Yes, I know, the two are not mutually exclusive, but I still think it’s a good title. The latest bit of evil idiocy? More fanning of fears about health care reform. Don’t misunderstand, there’s plenty of potential pitfalls to health care reform, but Rush is an idiot. He calls it “Five Freedoms You’ll Lose Under Obamacare”. Let’s see what he’s talking about.
I’ll let you in on his absurdist intro just for the fun of it:
One of the best points that anybody could make in describing the uniqueness and greatness of this country, do you realize that the history of the world is tyranny? The history of the world is dictatorship. The history of the world is dungeons and torture chambers. That’s why this country is so unique.
“Guantanamo isn’t a dungeon because:”
A) It isn’t underground
B) Cheney says it’s really a “Freedom Field”
C) Only bad people are imprisoned
OK, moving on to health care. Rush says of we Americans, “who’s going to vote for torture, who’s going to vote for tyranny, who’s going to vote for dictatorship? But we did. We did. And you see it slowly encroaching. ” He’s not talking about the Bush administration’s suspension of habeus corpus or any such real tyranny. He’s talking about the Obama administration—just in case you weren’t sure.
Anyway, his list of Five Freedoms is really his riff on a CNN piece, so while the FF’s are not unique to him, his analysis certainly is.
Freedom 1: Freedom to choose what’s in your plan.
The federal government will impose a minimum list of benefits that each plan is required to offer. … Connecticut, for example, requires reimbursement for hair transplants, hearing aids, and in vitro fertilization.” Many states require these “standard benefits packages” and they’re a major cause for the rise in health care costs along with tort reform.
Of course, that has nothing whatever to do with an individual freedom. Most Americans have no “freedom” to choose what their health plan covers. Most Americans get their health care from their employer or the federal government (Medicare). An employer does not typically give you a choice other than perhaps between an HMO and a fee-for-service plan. This is different from “choosing what’s in your plan”. Companies offer plans, you choose the plan. Hair transplants are not a commonly covered entity. But there are services that people wish they had but do not, such as coverage for female oral contraceptive pills. Typically, states may impose coverages based on what patients and providers demand. One person’s hair transplant is another’s dialysis. This is a much more complicated topic than The Great Oversimplifier would have you believe. It’s really about rationing.
Freedom 2: Freedom to be rewarded for healthy living, or pay your real costs. That doesn’t sound like a freedom at all, but like a benefit. Currently, many health plans offer rewards (such as reduced premiums) to people who quit smoking, check their blood pressure, etc. This is becoming the norm. But what Rush is really upset about is risk-pooling. Insurance works by taking a large number of people, having them all pay into the system, and using that money to pay for the needs of the members. Inevitably, some members will use more services, some less. Insurance doesn’t work unless the pool contains lots of healthy people. To allow healthy people to pay significantly less defeats the purpose of insurance.
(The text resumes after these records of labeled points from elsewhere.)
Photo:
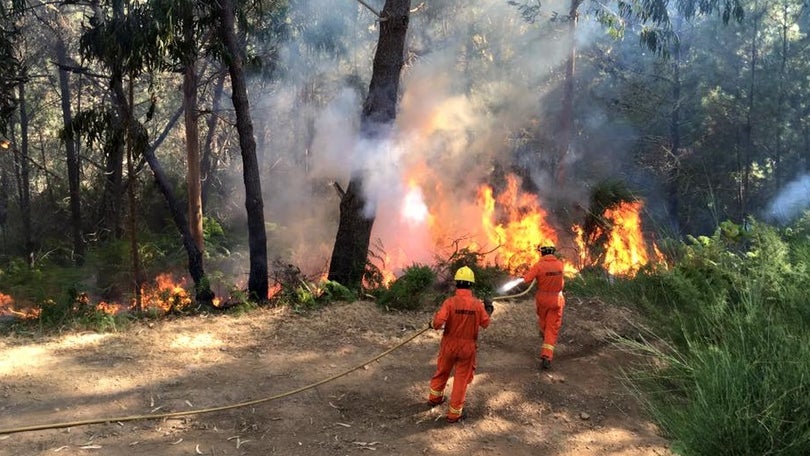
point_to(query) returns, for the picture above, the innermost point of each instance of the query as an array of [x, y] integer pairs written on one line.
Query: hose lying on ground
[[41, 427], [501, 298]]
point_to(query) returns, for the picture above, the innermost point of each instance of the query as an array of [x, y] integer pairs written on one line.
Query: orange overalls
[[548, 300], [461, 315]]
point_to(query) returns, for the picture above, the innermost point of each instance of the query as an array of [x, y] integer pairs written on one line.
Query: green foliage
[[411, 290], [729, 367], [332, 291], [76, 312]]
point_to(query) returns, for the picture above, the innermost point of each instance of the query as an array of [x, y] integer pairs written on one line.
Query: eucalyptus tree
[[350, 253], [654, 18], [234, 55]]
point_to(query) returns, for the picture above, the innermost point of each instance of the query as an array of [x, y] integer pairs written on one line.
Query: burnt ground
[[579, 407]]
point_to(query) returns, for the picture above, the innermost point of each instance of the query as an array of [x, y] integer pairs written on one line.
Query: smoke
[[477, 75], [791, 201]]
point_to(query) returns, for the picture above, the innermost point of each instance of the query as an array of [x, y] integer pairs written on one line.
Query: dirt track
[[578, 408]]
Freedom 3: Freedom to choose high-deductible coverage. What’s that, like freedom to get involuntarily sodomized? High-deductible plans may help drive people to more economically-driven health behaviors, but what it really does is discourage people from seeking preventative and proactive care. (I’m also not sure whether or not any plan that gets passed will forbid this; it may be true, it may not be.) Patients are not economic rational actors. When you’re sick, you are irrational. High-deductible plans are idiotic.
Freedom 4: Freedom to keep your existing plan. I don’t know how many Americans care whether or not a health care reform bill will preserve this “freedom”. Most Americans just want decent coverage, regardless of who provides it. And what does this freedom mean? Let’s say a small business, under the new plan, is given a choice between providing coverage to employees or paying an additional tax and letting them go with a public or other private option. That’s a market-driven decision. That’s capitalism. If private insurers can’t keep their overhead down and compete, then that’s the way it is.
Freedom 5: Freedom to choose your doctors. This is perhaps the most ridiculous “freedom”. First of all, if you’re not insured, you can’t choose any doctor. And do you know what plan has the most “freedom of choice”? That’s right, it’s the government plan, Medicare. Any provider can choose to participate in Medicare, and most do. The most restrictive choices are by HMOs provided by employers as part of their “lower tier” insurance (see Freedom 3).
People don’t understand health care, and this makes them easy targets for ideologues. Let’s face it: Rush Limbaugh, Glenn Beck, Barack Obama—none of these folks is going to have a problem getting care. The rest of us have a horse in this race, and it’s time to start paying close attention to the facts.